Vie et mort d'Emile Ajar
de Romain Gary

critiqué par Sibylline, le 26 novembre 2005
(Normandie - 73 ans)


La note:  étoiles
Intérêt documentaire
La lecture de cette trentaine de pages est indispensable à tous ceux qui s’intéressent à ce que fut l’imbroglio Gary/Ajar.
Dans cet opuscule publié après sa mort, Romain Gary explique et raconte ce qu’il a fait et pourquoi.
C’est court, clair, net. Même s’il ne répond pas, faute de l’admettre, à la question que tout le monde se pose : pourquoi les livres d’Emile Ajar étaient-ils tellement meilleurs que ceux que Romain Gary écrivait à la même époque ?
Il le nie. Il reproche amèrement aux critiques de n’avoir pas su reconnaître, au contraire, que tout Ajar était déjà chez Gary et d’avoir soutenu que «Gary aurait été bien incapable d’écrire cela» alors que c’était exactement ce qu’il avait fait.
Certes, mais alors pourquoi ne le faisait-il pas toujours ? Il pense qu’il le faisait. Le lecteur sait que non.
Il motive principalement sa supercherie par son désir de se débarrasser de l’étiquette qu’on lui avait collée sur le dos. Il dit que s’il avait publié ces livres en tant que Gary, on n’aurait pas reconnu leur valeur, le rôle officiel qu’on lui faisait tenir y aurait fait obstacle. Il ne voit pas que, tout autant, lui-même n’écrivait pas les mêmes choses lorsqu’il était Gary. Lui aussi participait au rôle. Paul Pavlovitch, quant à lui, rapporte que Gary, parlant de «Gros câlin» «répéta plusieurs fois que, sans ce pseudonyme, il n’aurait pas pu écrire cette œuvre. Trop nu, trop à découvert avec ses demandes et ses besoins» Et je crois que nous sommes là plus près de l’exactitude. Ajar racontait ce que Gary n’osait pas dire. Et l’œuvre signée Ajar me semble mieux résister à l’assaut des ans.
Cette brochure est la version de Gary de cette incroyable histoire, version donnée sans que le recul y ait pu apporter sa part d’objectivité, car du recul, il n’en aura jamais. Ecrite en mars 79 mais maintenue cachée, elle n’a été publiée qu’après son suicide et à peu près en même temps (une quinzaine de jours après, me semble-t-il) que la version que Paul Pavlovitch donna des mêmes faits.
Voir : http://www.critiqueslibres.com/i.php/vcrit/10316
Du volte-face Gary-Ajar 8 étoiles

En fin de parcours, peu avant de se suicider, comme en guise de testament littéraire, Romain Gary se livre à une explication de la création du pseudonyme d'Emile Ajar sous lequel il a rédigé une partie de son oeuvre. Etonné de la dupe des critiques qui n'ont pas vu la proximité des thématiques et du style, il s'amuse de la préférence donnée à Ajar plutôt qu'à lui. Ce masque soudain eût été fortuit au départ, puis savamment alimenté.
Cette comédie littéraire mérite un détour et le temps de s'y arrêter, cette explication vient donc ici pour cela.
Elle se termine par cette formule très ironique, en deux phrases sibyllines : "Je me suis bien amusé. Au revoir et merci. ROMAIN GARY 21 mars 1979". Cela détient un double sens : il s'agit d'une sarcastique révérence littéraire, où il s'amuse de son pied-de-nez, et d'un adieu à la vie, qu'il décide de quitter. Ce n'est pas qu'anecdotique et vaut critique ironique d'un système.

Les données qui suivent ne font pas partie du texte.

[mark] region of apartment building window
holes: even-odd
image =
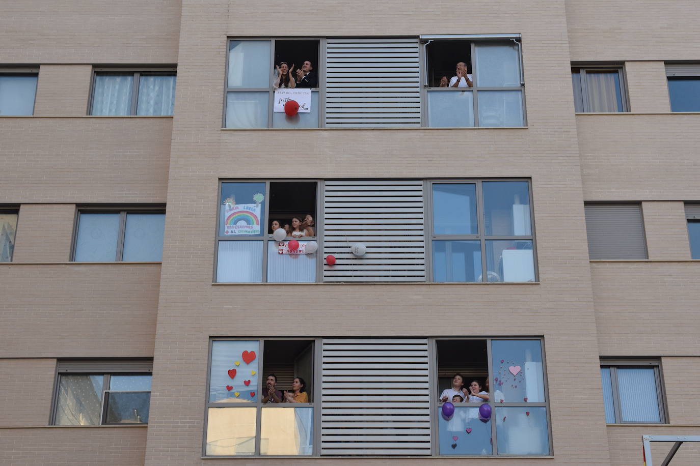
[[[601,377],[606,423],[666,422],[658,360],[601,361]]]
[[[171,115],[175,68],[95,68],[90,114]]]
[[[17,232],[17,210],[0,209],[0,262],[11,262]]]
[[[685,218],[688,224],[691,257],[700,259],[700,204],[686,204]]]
[[[542,345],[533,337],[212,338],[203,453],[549,455]],[[481,398],[451,398],[447,414],[440,397],[454,372]]]
[[[318,39],[229,41],[225,127],[318,128]],[[285,112],[287,100],[300,104],[295,115]]]
[[[427,126],[524,126],[519,41],[427,37]]]
[[[647,259],[640,205],[587,204],[585,213],[590,259]]]
[[[666,64],[671,112],[700,112],[700,64]]]
[[[60,361],[55,425],[148,423],[152,361]]]
[[[76,262],[160,262],[165,213],[162,209],[78,212],[73,260]]]
[[[622,68],[573,67],[571,81],[577,112],[629,111]]]
[[[38,80],[38,68],[0,68],[0,115],[34,115]]]

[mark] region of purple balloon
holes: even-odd
[[[489,418],[491,417],[491,405],[489,405],[488,403],[484,403],[483,405],[479,406],[479,415],[481,417],[484,418],[484,419],[488,421]],[[482,421],[483,421],[484,419],[482,419]],[[484,421],[484,422],[486,421]]]
[[[454,405],[447,402],[442,405],[442,416],[449,418],[454,414]]]

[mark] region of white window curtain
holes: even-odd
[[[139,78],[136,115],[173,115],[175,105],[174,75],[144,75]]]
[[[97,75],[94,78],[92,115],[131,114],[134,75]]]

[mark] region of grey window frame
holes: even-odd
[[[0,66],[0,76],[36,76],[36,87],[34,88],[34,100],[31,103],[31,115],[16,115],[18,117],[34,116],[36,110],[36,91],[39,87],[39,66]],[[15,115],[7,115],[4,117]]]
[[[217,270],[218,269],[218,245],[219,242],[221,241],[262,241],[262,280],[261,282],[255,282],[253,283],[272,283],[273,284],[279,284],[280,283],[295,283],[295,282],[267,282],[267,248],[269,242],[276,242],[273,238],[272,235],[267,233],[267,225],[270,221],[270,183],[274,182],[314,182],[316,184],[316,217],[314,221],[315,225],[315,236],[304,236],[302,238],[304,241],[316,241],[318,243],[319,249],[314,253],[316,254],[316,280],[314,282],[302,282],[298,284],[304,284],[304,283],[321,283],[323,281],[323,263],[321,261],[321,257],[323,256],[323,250],[321,249],[321,245],[323,242],[323,189],[324,183],[323,180],[318,180],[317,178],[300,178],[294,180],[286,180],[281,178],[276,179],[265,179],[265,180],[256,180],[256,179],[220,179],[218,180],[218,192],[216,194],[216,197],[218,199],[218,203],[216,205],[216,229],[214,233],[214,283],[231,283],[230,282],[218,282],[217,277]],[[221,221],[221,203],[223,199],[221,198],[221,188],[223,183],[265,183],[265,198],[266,200],[265,205],[265,213],[263,214],[263,218],[265,221],[265,225],[263,226],[262,231],[265,233],[262,233],[260,236],[253,236],[253,235],[245,235],[237,238],[235,235],[231,236],[220,236],[219,235],[220,226]],[[289,241],[290,240],[298,239],[294,238],[291,236],[287,236],[284,241]],[[233,283],[251,283],[250,282],[235,282]]]
[[[134,85],[132,86],[132,99],[130,105],[130,112],[128,115],[92,115],[92,102],[94,100],[94,87],[98,75],[134,75]],[[93,67],[92,75],[90,78],[90,98],[88,99],[88,116],[99,117],[172,117],[172,115],[136,115],[138,111],[137,104],[139,102],[139,80],[141,76],[175,76],[177,79],[177,66],[176,65],[167,65],[164,66],[129,66],[125,68],[118,67]]]
[[[309,336],[309,337],[262,337],[262,336],[252,336],[250,337],[210,337],[209,339],[208,344],[208,354],[207,354],[207,361],[206,361],[206,382],[204,384],[204,425],[203,425],[203,435],[202,437],[202,458],[209,459],[209,458],[219,458],[219,459],[226,459],[226,458],[246,458],[246,459],[253,459],[253,458],[351,458],[351,456],[321,456],[321,394],[323,392],[323,381],[321,379],[321,367],[322,367],[322,350],[323,350],[323,341],[324,338],[349,338],[354,339],[354,337],[351,336]],[[365,335],[362,337],[362,339],[371,340],[373,337],[372,335]],[[398,336],[393,337],[395,338],[416,338],[418,337],[416,335],[413,336]],[[545,338],[542,336],[508,336],[503,335],[498,337],[464,337],[464,336],[431,336],[431,337],[423,337],[420,336],[421,338],[426,338],[428,340],[428,396],[430,398],[430,443],[431,443],[431,454],[430,456],[426,456],[425,458],[484,458],[484,456],[482,455],[465,455],[465,456],[456,456],[456,455],[440,455],[439,451],[440,448],[440,432],[438,432],[438,416],[439,413],[439,408],[442,407],[442,403],[438,401],[438,395],[440,393],[438,386],[439,380],[438,377],[438,359],[437,359],[437,342],[440,340],[485,340],[486,342],[486,354],[487,354],[487,364],[488,367],[488,377],[489,380],[493,379],[493,361],[491,357],[491,342],[493,340],[538,340],[540,342],[540,348],[542,349],[542,383],[544,384],[545,389],[545,401],[542,402],[504,402],[503,403],[498,403],[496,405],[494,400],[490,400],[489,404],[492,407],[492,412],[495,413],[495,408],[496,407],[543,407],[547,409],[547,432],[549,436],[549,446],[550,446],[550,454],[549,455],[532,455],[528,456],[531,458],[549,458],[554,456],[554,440],[552,435],[552,410],[550,403],[550,391],[549,391],[549,382],[547,381],[547,357],[546,351],[545,347]],[[356,338],[354,338],[356,339]],[[264,409],[263,404],[261,401],[262,398],[258,397],[258,400],[255,402],[250,403],[220,403],[220,402],[209,402],[209,389],[210,389],[210,381],[211,379],[211,350],[214,342],[224,340],[224,341],[245,341],[245,340],[257,340],[260,342],[260,347],[258,351],[260,354],[258,357],[260,358],[258,361],[258,367],[260,370],[258,373],[261,375],[263,374],[263,364],[264,364],[264,344],[265,342],[267,340],[304,340],[304,341],[313,341],[314,342],[314,361],[313,361],[313,368],[314,368],[314,385],[312,387],[312,398],[313,400],[311,403],[280,403],[276,404],[274,407],[287,407],[287,408],[294,408],[294,407],[314,407],[314,446],[313,452],[311,455],[304,456],[274,456],[274,455],[260,455],[260,430],[261,430],[261,420],[262,414],[261,409]],[[262,387],[262,384],[264,382],[263,377],[258,377],[258,385],[256,386],[256,389],[258,393],[260,393],[260,390]],[[477,404],[469,404],[468,406],[477,406]],[[209,409],[210,407],[255,407],[256,408],[256,421],[255,421],[255,454],[254,455],[246,455],[246,456],[207,456],[206,455],[206,430],[208,428],[209,424]],[[496,435],[496,423],[491,422],[491,438],[493,439],[493,454],[488,456],[488,457],[499,457],[499,458],[512,458],[514,455],[499,455],[498,453],[498,445],[497,445],[497,438]],[[514,456],[517,456],[514,455]],[[406,456],[380,456],[380,458],[407,458]],[[362,458],[362,457],[360,457]],[[370,458],[366,457],[366,458]]]
[[[231,42],[233,41],[258,41],[270,43],[270,82],[267,87],[228,87],[228,70],[229,70],[229,55],[230,54]],[[317,67],[314,69],[316,72],[318,78],[317,87],[309,87],[312,94],[314,92],[318,93],[318,125],[315,128],[274,128],[272,126],[272,110],[274,107],[274,91],[272,87],[274,82],[274,73],[272,70],[275,69],[274,63],[274,49],[276,41],[318,41],[318,63]],[[318,129],[326,126],[326,54],[323,51],[326,50],[326,38],[312,36],[261,36],[261,37],[228,37],[226,40],[226,61],[225,71],[224,73],[223,82],[223,112],[221,115],[222,129]],[[226,108],[228,102],[229,92],[262,92],[267,91],[267,126],[265,128],[227,128],[226,127]]]
[[[126,232],[127,215],[129,214],[165,214],[165,206],[162,205],[152,207],[78,207],[76,208],[76,216],[73,223],[73,241],[71,245],[71,262],[76,261],[76,249],[78,247],[78,228],[80,225],[80,214],[119,214],[119,230],[117,231],[117,252],[114,262],[123,262],[124,238]],[[164,234],[164,231],[163,232]],[[141,262],[139,261],[139,262]],[[144,261],[150,262],[150,261]],[[160,262],[162,262],[160,261]]]
[[[527,182],[528,194],[529,197],[528,201],[530,205],[530,235],[522,236],[504,236],[499,235],[486,235],[486,221],[484,211],[484,191],[483,182],[489,181],[507,182],[520,181]],[[474,184],[476,188],[476,204],[477,204],[477,225],[478,233],[476,235],[435,235],[433,233],[433,184]],[[522,240],[532,242],[533,267],[535,270],[535,282],[540,281],[539,267],[537,260],[537,242],[535,240],[535,210],[533,202],[532,180],[530,178],[448,178],[448,179],[432,179],[428,180],[427,183],[426,196],[426,263],[430,267],[427,270],[427,279],[430,283],[440,283],[434,281],[433,263],[433,242],[435,240],[478,240],[481,243],[481,259],[482,259],[482,281],[481,282],[458,282],[447,283],[486,283],[488,282],[488,270],[486,267],[486,243],[490,240]],[[523,283],[522,282],[499,282],[499,283]]]
[[[421,77],[421,82],[423,85],[421,89],[421,124],[423,127],[432,128],[430,126],[430,122],[428,121],[429,115],[428,114],[428,93],[432,92],[433,91],[445,92],[458,92],[456,89],[451,89],[450,87],[431,87],[428,85],[428,54],[426,51],[426,47],[430,42],[433,41],[461,41],[464,42],[470,43],[470,57],[471,59],[470,65],[472,70],[472,83],[473,86],[471,87],[464,87],[462,88],[464,90],[462,92],[472,92],[472,104],[473,105],[473,114],[472,117],[474,119],[474,126],[455,126],[456,128],[500,128],[501,126],[479,126],[479,91],[520,91],[520,95],[522,96],[522,116],[523,116],[523,126],[518,126],[524,128],[527,126],[527,105],[525,101],[525,75],[524,75],[524,66],[523,65],[523,54],[522,54],[522,43],[520,41],[520,34],[472,34],[472,35],[444,35],[444,36],[421,36],[420,40],[423,47],[420,47],[420,54],[421,57],[419,59],[421,63],[421,71],[423,74]],[[479,87],[479,83],[477,81],[477,73],[475,72],[476,68],[476,44],[477,43],[480,43],[483,44],[498,44],[503,43],[506,41],[512,41],[518,45],[518,58],[520,61],[520,85],[517,87],[508,86],[503,87]]]
[[[49,425],[56,425],[56,414],[58,409],[58,394],[62,375],[101,375],[102,376],[102,390],[99,399],[99,425],[121,425],[122,423],[107,423],[105,394],[109,393],[110,376],[111,375],[153,375],[153,359],[133,360],[58,360],[56,361],[56,369],[54,375],[53,397],[51,403],[51,412],[49,415]],[[148,391],[148,393],[153,389]],[[146,393],[142,390],[117,391],[117,393]],[[150,405],[150,401],[149,401]],[[125,423],[132,425],[148,425],[148,423]],[[70,427],[65,425],[62,427]]]
[[[274,407],[276,407],[276,408],[301,408],[301,407],[311,407],[314,409],[314,445],[313,445],[313,452],[311,455],[261,455],[260,454],[260,430],[262,420],[262,410],[265,406],[265,403],[262,402],[262,397],[258,396],[256,401],[251,402],[249,403],[220,403],[220,402],[212,402],[209,401],[209,389],[210,383],[211,381],[211,350],[213,348],[214,342],[216,341],[248,341],[254,340],[258,341],[259,344],[258,347],[258,367],[259,368],[258,371],[258,375],[260,377],[258,377],[258,385],[255,386],[255,390],[257,391],[258,395],[262,393],[262,385],[265,381],[265,377],[267,377],[263,372],[265,364],[265,342],[266,341],[272,340],[302,340],[302,341],[310,341],[314,342],[314,349],[313,355],[314,361],[312,363],[312,366],[314,370],[314,383],[312,386],[312,402],[309,403],[274,403]],[[323,345],[321,344],[321,341],[323,338],[319,337],[210,337],[209,342],[209,352],[207,354],[206,361],[206,383],[204,384],[204,432],[202,436],[202,458],[318,458],[320,455],[321,449],[321,391],[319,387],[321,385],[321,350],[323,349]],[[318,407],[316,403],[318,403]],[[255,408],[255,454],[253,455],[228,455],[228,456],[207,456],[206,455],[206,430],[209,428],[209,408]]]
[[[617,367],[624,369],[654,369],[657,398],[659,405],[659,422],[643,421],[623,421],[620,402],[620,387],[617,385]],[[615,409],[615,424],[665,424],[668,423],[668,407],[666,404],[666,391],[664,388],[663,372],[659,359],[601,359],[601,369],[610,368],[610,385],[612,388],[612,407]]]
[[[624,66],[623,65],[588,65],[586,64],[571,64],[571,73],[574,70],[578,70],[581,77],[581,98],[583,101],[583,111],[578,113],[606,113],[606,112],[592,112],[588,107],[588,90],[586,86],[586,72],[587,71],[617,71],[620,78],[620,94],[622,100],[622,110],[614,112],[614,113],[625,113],[629,112],[629,94],[627,88],[627,80],[625,77]],[[572,87],[573,82],[572,82]],[[574,102],[575,104],[575,102]]]

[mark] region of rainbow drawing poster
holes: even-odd
[[[224,235],[260,235],[260,204],[226,204]]]

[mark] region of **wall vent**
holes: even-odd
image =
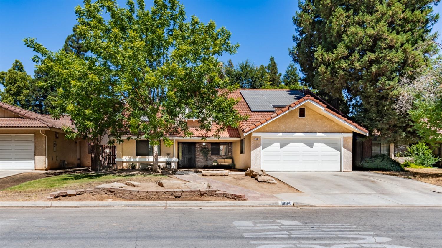
[[[305,117],[305,108],[299,108],[299,117]]]

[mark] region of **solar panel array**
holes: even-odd
[[[291,104],[305,95],[299,91],[241,90],[244,99],[252,111],[274,111],[275,107]]]

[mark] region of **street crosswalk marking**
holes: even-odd
[[[243,233],[244,237],[255,238],[250,244],[259,245],[257,248],[411,248],[381,244],[392,240],[346,224],[303,224],[293,220],[268,220],[239,221],[233,224],[237,229],[247,232]],[[268,231],[263,231],[266,229]],[[265,240],[257,240],[259,238]]]

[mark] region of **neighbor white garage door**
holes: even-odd
[[[261,145],[266,170],[341,170],[340,138],[263,138]]]
[[[0,170],[35,168],[34,134],[0,134]]]

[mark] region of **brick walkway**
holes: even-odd
[[[280,201],[281,200],[273,195],[259,193],[239,186],[221,183],[219,181],[213,179],[202,178],[196,174],[175,175],[175,176],[179,179],[189,182],[207,182],[210,184],[210,186],[212,187],[219,191],[233,194],[244,194],[246,195],[246,197],[249,201]]]

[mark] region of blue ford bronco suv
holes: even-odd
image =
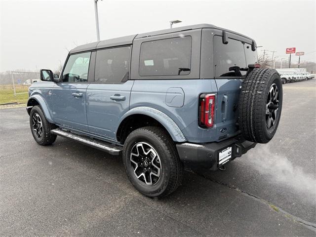
[[[41,145],[59,135],[121,155],[135,188],[161,197],[185,166],[223,169],[273,138],[281,81],[259,68],[253,40],[209,24],[79,46],[30,87],[31,130]]]

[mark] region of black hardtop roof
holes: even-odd
[[[182,26],[181,27],[176,27],[172,29],[167,29],[159,31],[153,31],[146,33],[132,35],[131,36],[123,36],[118,38],[106,40],[104,40],[97,41],[92,43],[87,43],[79,45],[70,50],[69,53],[76,53],[85,51],[93,50],[98,48],[106,48],[109,47],[115,47],[116,46],[131,44],[134,39],[139,39],[150,36],[158,36],[173,33],[179,32],[181,31],[188,31],[190,30],[195,30],[201,28],[214,28],[220,30],[231,32],[239,36],[245,37],[252,40],[251,38],[248,37],[241,34],[235,32],[230,30],[227,30],[220,27],[218,27],[214,25],[210,24],[199,24],[198,25],[192,25],[191,26]]]

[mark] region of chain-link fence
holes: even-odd
[[[6,72],[0,80],[0,104],[26,103],[29,87],[40,81],[40,73],[31,72]]]
[[[27,93],[27,91],[20,91],[21,89],[22,90],[25,88],[28,89],[33,83],[39,82],[40,80],[39,73],[12,71],[11,77],[14,97],[18,94]]]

Veneziano - Paris - 46 ans - 3 janvier 2020


Le point de vue de Romain Gary sur "l'affaire Émile Ajar" 6 étoiles

Ecrit en 1979, année de la publication de "l'angoisse du roi Salomon" dernier roman signé Émile Ajar, mais publié en 1981 quelque mois après la mort de Romain Gary, ce court essai donne la version de Gary sur ce qui est devenu "l'affaire Émile Ajar", il raconte ses motivations et révèle un peu les coulisses de l’écriture des quatre romans signés Ajar de son point de vue et justifie qu'ils sont bien de lui en faisant le parallèle avec son "œuvre officielle".

On peut reprocher à ce document de laisser quelques zones d'ombres et de ne pas entrer dans les détails, cependant on peut aujourd'hui trouver des documents sur Internet qui vont plus loin, notamment sur la chaîne YouTube officielle de la ville de Nice où un colloque spécial sur Romain Gary s'est tenu à l'occasion du centenaire, les vidéos 6 et 7 reviennent en profondeur sur Émile Ajar, ce sont des bons compléments à ce livre.